Thursday, July 21, 2016

Insight -- Masayoshi Son, ARM Holdings

I find that this provides insight about how certain people and companies think.

Japan News Masayoshi Son  -- More at the source.

ARM traces its history back to the mid-1980s, when a group of software engineers decided to design their own microprocessor for the Acorn BBC Micro, a device that introduced a generation of British school children to computing.

Muller said the rise of rival computers based on Intel chips dealt Acorn a fatal blow, but despite the failure Apple had seen something it liked in the technology, which it wanted to use in its Newton handheld device.

With Apple’s backing, ARM was spun out of Acorn in 1990.

The Newton failed, but ARM persevered with its designs and was chosen by another company set to become a global leader — Nokia — for a new mobile phone in the mid-1990s.

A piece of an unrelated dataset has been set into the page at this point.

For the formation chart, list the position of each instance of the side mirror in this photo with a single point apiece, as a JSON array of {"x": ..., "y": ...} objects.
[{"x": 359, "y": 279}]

“Because Nokia was then becoming the No. 1 mobile phone company, other people knew they’d selected ARM to use in mobile phones, and that drove a lot of adoption from other players,” Muller said.

Nokia chose ARM’s processor designs because they required less power than those from rivals, making them ideal for a mobile device powered by a battery.

An early decision to let its customers innovate using ARM’s core technology was key to its success, Muller said, giving partners such as Apple, Samsung or Qualcomm the freedom to develop their own chips while using ARM’s common architecture that had become the industry standard.

The company and analysts had said that partnership model had made ARM less vulnerable to a takeover because an acquisition by the likes of Apple or Intel could put off its other partners.

SoftBank, a telecommunications and internet company with no presence in semiconductors, largely sidesteps that problem.